In a previous study, Silent Spring researchers conducted an experiment in which they shared anonymized data from the Institute's Household Exposure Study in California with a team of Harvard researchers skilled in re-identification techniques. By linking housing and demographic data from the study to publicly-available data such as tax assessor records, and using other information described in the study such as the location of the housing developments and the levels of indoor air pollutants measured, the team successfully re-identified 25 percent of participants from one housing development by name.
Now, in this latest investigation, the researchers show that vulnerability to re-identification is a common aspect of environmental health data. They reviewed a dozen environmental health studies and identified five different types of data (location, medical, genetic, occupation, and housing) that overlap with outside databases and could contribute to the risk of re-identification.
The researchers found that all 12 studies included at least two out of the five data types, and three studies included all five. "Having multiple data types provides more opportunities for someone to match research data against existing commercial or public databases," says Boronow.
Measurements of pollutants in people's bodies or in their homes are also a characteristic data type of many environmental health studies. Currently, however, these measurements alone are less vulnerable to data linkage because there are few databases that include chemical measurements that could be used for matching.
To explore a different way that chemical exposure data might be used in re-identification, the team conducted a cluster analysis using data from Silent Spring's Household Exposure Study in California and in Massachusetts and from the Centers for Disease Control's Green Housing Study in Boston and Cincinnati. They fed the raw chemical measurements to an algorithm that sorted the data within each study into two groups. The groups created by the algorithm corresponded to geographic location with 80 to 98 percent accuracy.
If the data cluster into groups by location, says Boronow, then each group can be matched to data narrowed to that location, making it more likely for a re-identification attack to produce correct matches. This shows how someone could use chemical data to infer a characteristic of people in a study even if that characteristic is excluded when the study data are shared.
Data sharing has many benefits. By pooling data, researchers can create larger, more diverse datasets that could lead to advances in knowledge. It can also give researchers access to data that are difficult or expensive to obtain, such as data from biological or environmental samples collected after an environmental disaster. However, as the new study shows, it also has its risks.
Dr. Julia Brody, executive director at Silent Spring and a co-author of the study, says the implications of privacy risks are not trivial. Loss of privacy could result in stigma for individuals and communities. It could affect property values, insurance, or a person's chances of employment. It could also damage trust in research.

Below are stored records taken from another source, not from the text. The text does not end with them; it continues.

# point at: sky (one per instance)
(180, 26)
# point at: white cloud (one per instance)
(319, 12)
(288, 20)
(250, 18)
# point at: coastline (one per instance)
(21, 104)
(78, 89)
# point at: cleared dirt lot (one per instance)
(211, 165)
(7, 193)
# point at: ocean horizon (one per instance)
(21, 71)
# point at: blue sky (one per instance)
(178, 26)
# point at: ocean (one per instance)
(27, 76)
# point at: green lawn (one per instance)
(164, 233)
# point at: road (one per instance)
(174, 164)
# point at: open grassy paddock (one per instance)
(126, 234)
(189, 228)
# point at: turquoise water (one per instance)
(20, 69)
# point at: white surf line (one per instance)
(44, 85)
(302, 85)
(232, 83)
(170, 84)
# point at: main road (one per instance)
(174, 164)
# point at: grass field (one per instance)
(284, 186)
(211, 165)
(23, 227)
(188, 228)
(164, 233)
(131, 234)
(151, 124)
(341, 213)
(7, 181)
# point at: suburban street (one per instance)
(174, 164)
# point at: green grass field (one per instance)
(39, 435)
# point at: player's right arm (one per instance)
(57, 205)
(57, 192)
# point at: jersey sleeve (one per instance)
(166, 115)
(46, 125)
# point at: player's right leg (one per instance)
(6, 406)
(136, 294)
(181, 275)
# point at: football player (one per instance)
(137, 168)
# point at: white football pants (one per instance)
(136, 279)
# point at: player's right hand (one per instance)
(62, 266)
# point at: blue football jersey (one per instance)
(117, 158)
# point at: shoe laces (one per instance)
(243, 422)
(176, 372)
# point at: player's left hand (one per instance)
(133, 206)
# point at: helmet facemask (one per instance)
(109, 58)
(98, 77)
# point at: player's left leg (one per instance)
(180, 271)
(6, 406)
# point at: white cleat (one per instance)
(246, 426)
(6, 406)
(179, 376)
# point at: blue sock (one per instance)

In 2018, EPA released a proposed rule called "Strengthening Transparency in Regulatory Science," that would require researchers to disclose their raw data as a precondition for the agency using a study to support regulatory decisions. Because the requirement could jeopardize confidential information about study participants, it could disqualify critical environmental health studies that form the basis of existing regulations, such as current limits on air pollutants. EPA is expected to release a revised version of the proposed rule early this year.
"Thousands of Americans have contributed personal data to scientific research with the goal of improving health for all," says Brody. "We must not take advantage of their generosity with rules that threaten their privacy and discourage future participation in research."
With growing pressure on scientists to share their data, and with more consumer data available online, Brody says it is important to fully characterize the risks of data sharing and identify solutions. Results from their research, she says, could help scientists develop informed consent documents that are more forthcoming about the risks and could help determine what types of data should be excluded from public sharing. It could also lay the groundwork for legal and policy protections for participants should they fall victim to re-identification.